A 1965 Ford Mustang powered up the famed hill climb track at the Goodwood Festival of Speed last week. Nothing unusual about that, perhaps, given the Festival is a celebration of all things automotive, except this Mustang was driving itself autonomously, as Nick Peters reports.
The extraordinary sight of a legendary 53-year-old car running up the Goodwood Hill without human guidance was thanks to a partnership between Siemens UK and Cranfield University, which retrofitted the classic vehicle with autonomous-driving technology.
“Let me tell you, I’m relieved it worked!” Siemens CEO, Juergen Maier said afterwards. And well he might, for sitting in the back seat of the car was the Duke of Richmond and Gordon, owner of the Goodwood Estate in West Sussex, and creator of the iconic Festival of Speed, which this year celebrates its 25th anniversary.
The climb did indeed go off without a hitch, although Dr James Brighton, head of Cranfield’s Advanced Vehicle Engineering Centre, who was behind the wheel and who had access to a kill switch at all times, confessed he had been obliged to tweak the steering on two occasions, essentially because the engineering in a 53-year-old car is nowhere near precise enough for the fine tolerances required by an autonomous system.

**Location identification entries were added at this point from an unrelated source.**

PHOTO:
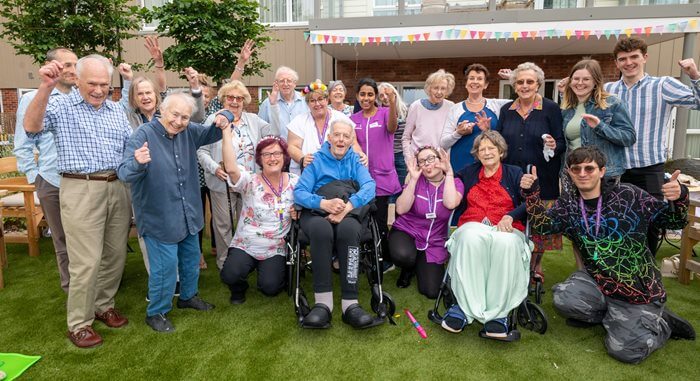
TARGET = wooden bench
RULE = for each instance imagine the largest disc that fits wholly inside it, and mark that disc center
(690, 237)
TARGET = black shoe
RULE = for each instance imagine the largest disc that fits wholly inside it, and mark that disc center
(680, 328)
(571, 322)
(160, 323)
(196, 303)
(319, 317)
(404, 279)
(356, 317)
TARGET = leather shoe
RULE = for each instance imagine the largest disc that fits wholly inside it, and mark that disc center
(356, 317)
(112, 318)
(319, 317)
(85, 337)
(196, 303)
(160, 323)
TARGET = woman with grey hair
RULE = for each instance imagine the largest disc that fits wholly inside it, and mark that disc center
(336, 95)
(532, 127)
(427, 116)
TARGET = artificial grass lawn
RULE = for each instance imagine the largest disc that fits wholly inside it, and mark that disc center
(260, 339)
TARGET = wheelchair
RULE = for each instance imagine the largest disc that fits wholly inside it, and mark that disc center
(370, 263)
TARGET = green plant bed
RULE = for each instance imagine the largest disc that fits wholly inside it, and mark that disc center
(260, 339)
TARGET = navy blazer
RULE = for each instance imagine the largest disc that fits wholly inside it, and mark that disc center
(510, 181)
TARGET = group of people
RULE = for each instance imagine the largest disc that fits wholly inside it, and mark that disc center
(492, 167)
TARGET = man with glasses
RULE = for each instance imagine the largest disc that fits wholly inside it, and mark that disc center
(160, 163)
(650, 101)
(291, 103)
(620, 285)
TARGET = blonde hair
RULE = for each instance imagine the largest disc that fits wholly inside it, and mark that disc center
(439, 76)
(234, 85)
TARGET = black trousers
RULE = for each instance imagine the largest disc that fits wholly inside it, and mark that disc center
(651, 179)
(325, 239)
(239, 265)
(404, 254)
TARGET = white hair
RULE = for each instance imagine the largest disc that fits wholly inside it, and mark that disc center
(94, 57)
(191, 103)
(285, 69)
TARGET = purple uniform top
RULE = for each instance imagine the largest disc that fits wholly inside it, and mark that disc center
(430, 234)
(378, 144)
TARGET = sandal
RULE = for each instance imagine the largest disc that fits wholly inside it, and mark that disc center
(454, 320)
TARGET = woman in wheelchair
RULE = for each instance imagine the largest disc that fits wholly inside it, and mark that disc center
(490, 256)
(265, 218)
(334, 224)
(417, 237)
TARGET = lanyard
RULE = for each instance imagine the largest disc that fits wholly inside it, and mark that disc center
(322, 135)
(278, 193)
(599, 207)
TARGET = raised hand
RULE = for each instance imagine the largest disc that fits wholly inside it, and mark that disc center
(483, 121)
(528, 179)
(672, 189)
(125, 71)
(154, 50)
(143, 154)
(591, 120)
(689, 67)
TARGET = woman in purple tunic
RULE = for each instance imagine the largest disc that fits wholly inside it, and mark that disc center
(417, 238)
(374, 128)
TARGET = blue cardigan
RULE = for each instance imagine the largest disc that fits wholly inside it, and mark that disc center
(510, 181)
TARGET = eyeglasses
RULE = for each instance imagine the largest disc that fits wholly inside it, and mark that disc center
(576, 169)
(428, 160)
(267, 155)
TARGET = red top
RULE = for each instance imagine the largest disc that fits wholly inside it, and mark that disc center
(488, 199)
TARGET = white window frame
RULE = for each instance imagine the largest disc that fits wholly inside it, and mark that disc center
(289, 16)
(504, 83)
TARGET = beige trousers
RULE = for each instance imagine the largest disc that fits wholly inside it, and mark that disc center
(96, 217)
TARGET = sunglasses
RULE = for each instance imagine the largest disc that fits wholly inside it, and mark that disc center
(576, 169)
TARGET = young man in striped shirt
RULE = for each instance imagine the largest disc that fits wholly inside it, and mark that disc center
(650, 101)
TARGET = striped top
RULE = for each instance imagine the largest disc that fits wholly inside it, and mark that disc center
(650, 102)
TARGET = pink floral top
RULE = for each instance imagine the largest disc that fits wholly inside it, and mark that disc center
(260, 231)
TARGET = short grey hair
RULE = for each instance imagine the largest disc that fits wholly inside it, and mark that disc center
(179, 95)
(343, 121)
(285, 69)
(524, 67)
(495, 138)
(94, 57)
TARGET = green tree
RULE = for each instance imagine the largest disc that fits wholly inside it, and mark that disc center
(33, 27)
(209, 34)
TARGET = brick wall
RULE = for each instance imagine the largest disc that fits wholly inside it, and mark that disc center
(418, 70)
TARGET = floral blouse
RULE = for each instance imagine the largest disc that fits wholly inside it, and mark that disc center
(264, 220)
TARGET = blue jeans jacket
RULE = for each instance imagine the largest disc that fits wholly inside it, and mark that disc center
(611, 136)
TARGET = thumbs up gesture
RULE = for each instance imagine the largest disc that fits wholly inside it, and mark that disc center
(143, 154)
(528, 179)
(672, 189)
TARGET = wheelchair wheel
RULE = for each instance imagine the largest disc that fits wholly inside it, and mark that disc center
(532, 317)
(386, 308)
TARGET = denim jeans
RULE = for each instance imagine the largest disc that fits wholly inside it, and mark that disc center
(166, 259)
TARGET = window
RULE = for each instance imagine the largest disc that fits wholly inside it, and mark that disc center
(391, 7)
(549, 90)
(286, 12)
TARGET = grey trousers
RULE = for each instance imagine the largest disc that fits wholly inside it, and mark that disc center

And, to be fair, it is not an entirely autonomous vehicle in the purest sense of the word, because it was programmed to run on the Goodwood track, being guided by the 3D digital map created by Siemens, not the kind of autonomous vehicle that one day might navigate itself around unfamiliar terrain. However, it is an eye-catching exercise that Brighton says has a very clear purpose.
“We did it to promote careers in this domain and really enthuse the next generation of engineers by showing them something a little bit different,” Brighton said.
“Our students have done most of the control work on it, in a really quick time – we only had about a month and a half to turn this around – and the first time it went up the hill was this morning, to open the Festival of Speed.”
For Siemens, the goal also is to use the very latest experimental technology to demonstrate how bleeding-edge technology delivers benefits to manufacturers at every level.
“We’re basically showing the art of the possible in the future of vehicles and autonomy,” Juergen Maier said. “The whole reason we’re here, in partnership with people like Cranfield University, is because they are demonstrating the cutting edge of technology.
“We will be able to apply that same technology to autonomy in factories. It could be an automated guided vehicle running with full autonomy without a guided strip, or it could be in a quarry where we have automated vehicles, or it could be autonomy applied to robotic systems. So, we very much apply the same sorts of technology that we’re learning here today into everyday manufacturing processes.”
The concept of autonomous vehicles has inevitably gripped the public imagination, but James Brighton believes the technology will develop far faster than the public’s willingness to invest total trust in a vehicle they are not controlling.
Indeed, the technology to make real-world autonomous driving possible is already with us, he says.
“We’re working on the HumanDrive project, funded by Innovate UK,” he said, “and in six months or so an autonomous vehicle will drive itself from Cranfield to Sunderland on the public highway.
“So, the technology is more or less there. But what we’re trying to do with autonomy is reduce the (human) burden and increase traffic density, because ultimately our roads are too full and we need to find a way to get people around more efficiently.
“We therefore need to be very sure that autonomy doesn’t reduce traffic density, because then we won’t have achieved one of the major goals of doing it.”